How do you express (x+1)/( (x^2 )*(x-1) ) in partial fractions?

1 Answer

(x+1)/(x^2(x-1))=-1/x^2-2/x+2/(x-1)

Explanation:

From the given (x+1)/(x^2(x-1)), we set up the equations with the needed unknown constants represented by letters

(x+1)/(x^2(x-1))=A/x^2+B/x+C/(x-1)

The Least Common Denominator is x^2(x-1).

Simplify

(x+1)/(x^2(x-1))=A/x^2+B/x+C/(x-1)

(x+1)/(x^2(x-1))=(A(x-1)+B(x^2-x)+Cx^2)/(x^2(x-1))
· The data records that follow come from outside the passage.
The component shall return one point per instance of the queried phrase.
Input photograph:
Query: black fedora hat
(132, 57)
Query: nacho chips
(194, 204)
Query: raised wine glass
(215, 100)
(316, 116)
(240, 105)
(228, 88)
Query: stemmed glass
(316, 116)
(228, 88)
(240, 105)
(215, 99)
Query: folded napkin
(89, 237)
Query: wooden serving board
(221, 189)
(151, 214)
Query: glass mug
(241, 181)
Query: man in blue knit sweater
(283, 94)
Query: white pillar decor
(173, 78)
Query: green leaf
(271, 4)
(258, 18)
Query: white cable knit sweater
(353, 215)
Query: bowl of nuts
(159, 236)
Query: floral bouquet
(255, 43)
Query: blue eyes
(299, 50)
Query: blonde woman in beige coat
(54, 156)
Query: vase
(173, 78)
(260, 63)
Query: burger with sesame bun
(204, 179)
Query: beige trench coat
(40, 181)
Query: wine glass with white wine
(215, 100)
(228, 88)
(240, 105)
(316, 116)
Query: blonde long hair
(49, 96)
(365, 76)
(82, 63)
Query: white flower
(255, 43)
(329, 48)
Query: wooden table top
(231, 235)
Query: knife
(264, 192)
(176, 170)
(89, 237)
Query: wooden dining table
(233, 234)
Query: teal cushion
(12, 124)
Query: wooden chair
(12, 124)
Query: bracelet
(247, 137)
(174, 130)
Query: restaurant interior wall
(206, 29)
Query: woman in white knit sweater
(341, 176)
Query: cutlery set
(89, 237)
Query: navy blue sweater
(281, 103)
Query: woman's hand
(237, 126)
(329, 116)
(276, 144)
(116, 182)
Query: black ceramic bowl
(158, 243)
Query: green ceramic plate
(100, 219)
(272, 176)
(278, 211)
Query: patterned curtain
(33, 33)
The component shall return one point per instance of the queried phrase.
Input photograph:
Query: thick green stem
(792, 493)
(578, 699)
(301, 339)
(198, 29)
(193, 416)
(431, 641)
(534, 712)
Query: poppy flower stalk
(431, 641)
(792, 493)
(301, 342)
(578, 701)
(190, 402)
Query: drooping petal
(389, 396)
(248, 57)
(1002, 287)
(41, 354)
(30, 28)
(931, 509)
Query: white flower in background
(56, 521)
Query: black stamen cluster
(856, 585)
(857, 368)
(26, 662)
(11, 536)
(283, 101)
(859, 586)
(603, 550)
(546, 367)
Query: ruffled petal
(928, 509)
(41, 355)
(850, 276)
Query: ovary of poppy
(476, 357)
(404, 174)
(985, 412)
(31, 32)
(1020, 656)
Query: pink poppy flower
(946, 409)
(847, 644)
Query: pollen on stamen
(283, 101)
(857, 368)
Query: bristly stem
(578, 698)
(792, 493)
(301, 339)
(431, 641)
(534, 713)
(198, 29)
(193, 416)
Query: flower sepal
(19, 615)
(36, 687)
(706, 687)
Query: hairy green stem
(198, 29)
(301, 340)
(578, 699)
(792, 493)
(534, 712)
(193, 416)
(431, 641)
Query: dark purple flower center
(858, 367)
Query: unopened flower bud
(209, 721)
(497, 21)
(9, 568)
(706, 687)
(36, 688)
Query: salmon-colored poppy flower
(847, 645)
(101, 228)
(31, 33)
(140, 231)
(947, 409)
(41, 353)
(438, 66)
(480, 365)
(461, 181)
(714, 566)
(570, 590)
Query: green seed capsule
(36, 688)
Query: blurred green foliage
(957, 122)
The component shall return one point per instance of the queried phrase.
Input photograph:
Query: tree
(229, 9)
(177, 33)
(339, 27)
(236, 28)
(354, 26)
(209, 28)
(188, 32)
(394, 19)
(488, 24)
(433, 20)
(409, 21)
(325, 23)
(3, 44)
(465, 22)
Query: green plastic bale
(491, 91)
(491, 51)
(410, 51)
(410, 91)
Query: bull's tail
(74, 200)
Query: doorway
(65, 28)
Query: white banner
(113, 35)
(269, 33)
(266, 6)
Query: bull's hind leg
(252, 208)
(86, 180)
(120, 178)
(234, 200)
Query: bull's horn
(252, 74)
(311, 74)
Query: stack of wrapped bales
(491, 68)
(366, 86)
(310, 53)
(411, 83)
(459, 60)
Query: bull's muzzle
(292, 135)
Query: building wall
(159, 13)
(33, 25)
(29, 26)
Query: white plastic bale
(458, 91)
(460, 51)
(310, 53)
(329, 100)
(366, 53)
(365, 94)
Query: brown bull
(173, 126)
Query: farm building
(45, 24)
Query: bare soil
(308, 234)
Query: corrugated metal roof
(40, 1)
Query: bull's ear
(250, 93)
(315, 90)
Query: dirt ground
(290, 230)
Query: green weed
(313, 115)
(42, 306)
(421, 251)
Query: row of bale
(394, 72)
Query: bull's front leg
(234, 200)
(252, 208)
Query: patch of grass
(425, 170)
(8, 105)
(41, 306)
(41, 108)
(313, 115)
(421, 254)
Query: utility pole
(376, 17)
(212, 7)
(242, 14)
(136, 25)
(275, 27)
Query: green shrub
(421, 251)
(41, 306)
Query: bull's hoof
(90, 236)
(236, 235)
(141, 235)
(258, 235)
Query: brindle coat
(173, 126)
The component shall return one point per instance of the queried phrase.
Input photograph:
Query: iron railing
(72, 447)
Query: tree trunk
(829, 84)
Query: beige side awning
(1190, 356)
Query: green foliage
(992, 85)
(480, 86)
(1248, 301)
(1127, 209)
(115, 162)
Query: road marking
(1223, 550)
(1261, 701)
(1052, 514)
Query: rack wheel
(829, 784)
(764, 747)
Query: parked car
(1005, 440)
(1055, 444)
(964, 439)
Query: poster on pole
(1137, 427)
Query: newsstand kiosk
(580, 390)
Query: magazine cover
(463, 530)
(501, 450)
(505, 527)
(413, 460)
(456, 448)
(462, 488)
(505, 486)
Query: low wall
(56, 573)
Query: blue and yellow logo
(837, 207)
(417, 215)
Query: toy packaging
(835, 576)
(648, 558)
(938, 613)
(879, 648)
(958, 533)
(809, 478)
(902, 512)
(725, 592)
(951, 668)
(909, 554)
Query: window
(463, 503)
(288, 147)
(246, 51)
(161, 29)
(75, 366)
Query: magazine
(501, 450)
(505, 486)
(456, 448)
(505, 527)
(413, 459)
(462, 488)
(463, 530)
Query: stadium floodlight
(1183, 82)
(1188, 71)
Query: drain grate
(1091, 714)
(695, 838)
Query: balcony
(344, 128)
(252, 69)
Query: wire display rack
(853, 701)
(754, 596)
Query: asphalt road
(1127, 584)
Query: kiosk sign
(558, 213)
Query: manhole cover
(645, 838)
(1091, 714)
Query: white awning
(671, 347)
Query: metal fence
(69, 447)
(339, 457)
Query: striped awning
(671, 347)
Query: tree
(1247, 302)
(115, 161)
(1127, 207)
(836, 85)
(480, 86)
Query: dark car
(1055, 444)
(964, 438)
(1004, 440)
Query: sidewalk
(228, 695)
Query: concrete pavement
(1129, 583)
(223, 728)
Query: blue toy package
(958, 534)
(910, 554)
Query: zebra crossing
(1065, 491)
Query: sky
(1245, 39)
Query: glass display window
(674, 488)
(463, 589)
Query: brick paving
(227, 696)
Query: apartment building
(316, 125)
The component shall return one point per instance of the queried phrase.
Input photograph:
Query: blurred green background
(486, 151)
Expand the numerator of the right side of the equation

(x+1)/(x^2(x-1))=(Ax-A+Bx^2-Bx+Cx^2)/(x^2(x-1))

Rearrange from highest degree to the lowest degree the terms of the numerator at the right side

(x+1)/(x^2(x-1))=(Bx^2+Cx^2+Ax-Bx-A)/(x^2(x-1))

Now let us fix the numerators on both sides so that the numerical coefficients are matched.

(0*x^2+1*x+1*x^0)/(x^2(x-1))=((B+C)x^2+(A-B)x-A*x^0)/(x^2(x-1)

We can now have the equations to solve for A, B, C

B+C=0
A-B=1
-A=1

Simultaneous solution results to
A=-1
B=-2
C=2

We now have the final equivalent
(x+1)/(x^2(x-1))=-1/x^2-2/x+2/(x-1)

God bless....I hope the explanation is useful.